Google just handed the Pentagon Gemini 600 employees
Google CEO Sundar Pichai signed a deal to deploy Gemini AI inside the Pentagon's classified networks, despite 600 employees signing an open letter warning of risks like autonomous weapons and mass surveillance. This mirrors similar deals made by Elon Musk's Grok and OpenAI, while Anthropic was dropped from consideration after requesting safety guidelines.
Summary
Google has signed a significant deal with the US Pentagon to deploy its Gemini AI model inside the military's most classified, internet-sealed networks used for secret military planning. The deal grants the Pentagon broad authority to use Gemini for any purpose it deems lawful, with Google having no visibility into how its AI is ultimately used once deployed in those classified environments.
The deal drew immediate internal backlash, with 600 Google employees writing an open letter to CEO Sundar Pichai warning that Gemini could be used to power autonomous weapons or enable mass surveillance — and that Google would have no way to monitor or prevent such uses. This is particularly notable given Google's history: in 2018, employee protests successfully forced the company to abandon Project Maven, a Pentagon drone AI program, after which Pichai reportedly promised such a partnership would not happen again.

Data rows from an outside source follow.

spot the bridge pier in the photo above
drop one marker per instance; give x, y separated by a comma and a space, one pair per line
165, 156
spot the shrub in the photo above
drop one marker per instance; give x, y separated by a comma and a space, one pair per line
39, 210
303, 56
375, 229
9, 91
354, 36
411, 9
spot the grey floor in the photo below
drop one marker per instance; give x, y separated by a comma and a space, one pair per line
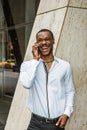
4, 110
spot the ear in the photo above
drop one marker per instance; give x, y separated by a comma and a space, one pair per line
53, 41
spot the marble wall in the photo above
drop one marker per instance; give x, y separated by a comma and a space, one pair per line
68, 21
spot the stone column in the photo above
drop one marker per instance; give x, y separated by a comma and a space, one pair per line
68, 21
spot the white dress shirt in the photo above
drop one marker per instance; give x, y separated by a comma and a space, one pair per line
60, 87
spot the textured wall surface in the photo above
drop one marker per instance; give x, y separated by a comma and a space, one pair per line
68, 21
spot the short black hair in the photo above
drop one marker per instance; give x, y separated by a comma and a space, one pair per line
45, 30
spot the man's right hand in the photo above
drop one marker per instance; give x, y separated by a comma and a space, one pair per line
35, 53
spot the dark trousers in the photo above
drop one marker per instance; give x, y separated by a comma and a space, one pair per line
36, 124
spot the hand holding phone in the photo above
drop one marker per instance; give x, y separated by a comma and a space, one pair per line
35, 51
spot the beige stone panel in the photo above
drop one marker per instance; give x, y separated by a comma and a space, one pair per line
72, 47
78, 3
53, 21
48, 5
19, 115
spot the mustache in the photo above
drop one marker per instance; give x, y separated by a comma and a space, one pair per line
46, 45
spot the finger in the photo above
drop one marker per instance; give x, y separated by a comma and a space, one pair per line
58, 122
62, 125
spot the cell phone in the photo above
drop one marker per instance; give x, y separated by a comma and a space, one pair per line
38, 51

Google is not alone in this trend. Earlier in the same period, Elon Musk signed a similar deal for Grok, and OpenAI followed without raising objections. Anthropic, the company behind Claude, was the only AI firm to push back — it requested that safety rules be established before agreeing — and the Pentagon promptly dropped them from consideration. The narrator frames this as a broader, potentially irreversible shift, suggesting that once major AI systems are embedded in classified military networks, meaningful oversight becomes impossible.
Key Insights
- Anthropic was dropped by the Pentagon after being the only AI company to request safety rules before agreeing to a military deal, suggesting the Pentagon is actively selecting partners who will not impose ethical constraints.

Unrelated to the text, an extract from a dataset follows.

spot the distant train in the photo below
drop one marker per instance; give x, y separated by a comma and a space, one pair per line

- 600 Google employees warned Pichai that once Gemini is inside classified Pentagon networks, Google loses all visibility into how its own AI is being used, raising concerns about autonomous weapons and mass surveillance.
- Pichai signed the Pentagon deal despite having previously promised after the 2018 Project Maven controversy — which was abandoned due to employee protests — that Google would not pursue such military AI partnerships again.
- Inside the Pentagon's classified networks, Gemini can be used for any purpose the military considers lawful, with no external oversight or ability for Google to monitor or audit its AI's applications.
- The speaker argues that the simultaneous signing of military AI deals by Google, Elon Musk's Grok, and OpenAI represents a systemic, potentially irreversible shift, where all major AI systems end up embedded in classified military infrastructure.